Some 120 Ethiopian-Israeli students are enrolled in law schools throughout the country…
More than 3,000 of the 95,000 Ethiopian-Israelis have academic degrees, while some 2,000 attend post-high school institutions.
However, job market figures remain gloomy. A Central Bureau of Statistics 2003 survey found 26 percent unemployment among Ethiopian immigrants, compared to 11 percent for the entire country. More than 90 percent of those working had blue-collar jobs.…
CBS has no data on the employment of Ethiopians with higher education, but recent studies have shown that most suitable job offers have come through affirmative action efforts. Director of the Israel Association for Ethiopian Jews, Batia Eyob, says that graduates have been employed in part-time jobs at low wages. The 1997 government decision that the Civil Service Commission would hire 17 Ethiopian graduates each year has not been implemented until now.
Attorney Eyal Rozovsky of Haim Tzadok & Co. is among the only law offices trying to make that connection happen. Rozovsky thus far has trained six articled clerks.

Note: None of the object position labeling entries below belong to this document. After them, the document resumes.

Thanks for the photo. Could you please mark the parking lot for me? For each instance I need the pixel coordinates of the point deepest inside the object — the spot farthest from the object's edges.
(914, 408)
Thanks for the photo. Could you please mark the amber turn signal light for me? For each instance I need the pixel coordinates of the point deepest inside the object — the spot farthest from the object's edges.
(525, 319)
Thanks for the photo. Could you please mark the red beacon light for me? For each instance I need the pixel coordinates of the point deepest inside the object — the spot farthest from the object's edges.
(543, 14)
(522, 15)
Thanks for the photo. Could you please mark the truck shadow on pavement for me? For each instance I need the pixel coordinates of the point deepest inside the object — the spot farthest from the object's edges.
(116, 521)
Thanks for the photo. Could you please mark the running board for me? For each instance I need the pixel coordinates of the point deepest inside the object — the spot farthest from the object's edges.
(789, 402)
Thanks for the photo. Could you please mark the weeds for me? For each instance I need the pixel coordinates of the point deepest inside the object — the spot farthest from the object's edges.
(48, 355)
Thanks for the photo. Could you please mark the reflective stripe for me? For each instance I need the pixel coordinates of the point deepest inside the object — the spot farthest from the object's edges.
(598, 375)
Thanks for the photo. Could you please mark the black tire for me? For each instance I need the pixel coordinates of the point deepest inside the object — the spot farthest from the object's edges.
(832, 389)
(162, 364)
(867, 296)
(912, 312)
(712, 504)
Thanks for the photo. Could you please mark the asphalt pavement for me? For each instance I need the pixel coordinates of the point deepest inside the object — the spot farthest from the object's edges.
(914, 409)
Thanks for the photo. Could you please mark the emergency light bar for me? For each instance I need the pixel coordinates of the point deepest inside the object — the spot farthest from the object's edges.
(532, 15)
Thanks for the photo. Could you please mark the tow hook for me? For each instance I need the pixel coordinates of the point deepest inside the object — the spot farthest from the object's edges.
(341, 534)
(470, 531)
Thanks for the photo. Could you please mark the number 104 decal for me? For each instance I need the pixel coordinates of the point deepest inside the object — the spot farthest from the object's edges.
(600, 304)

The latest one, Amira Amara, will start working there next week as a licensed lawyer.
Rozovsky believes the main thing keeping Ethiopians out of law firms is their lack of networking ability, since many veteran Israelis find work while still in law school due to their connections.
"The Ethiopians don't have a daddy who can pick up the phone to his buddy, a lawyer, and arrange an articled clerkship for him," he says.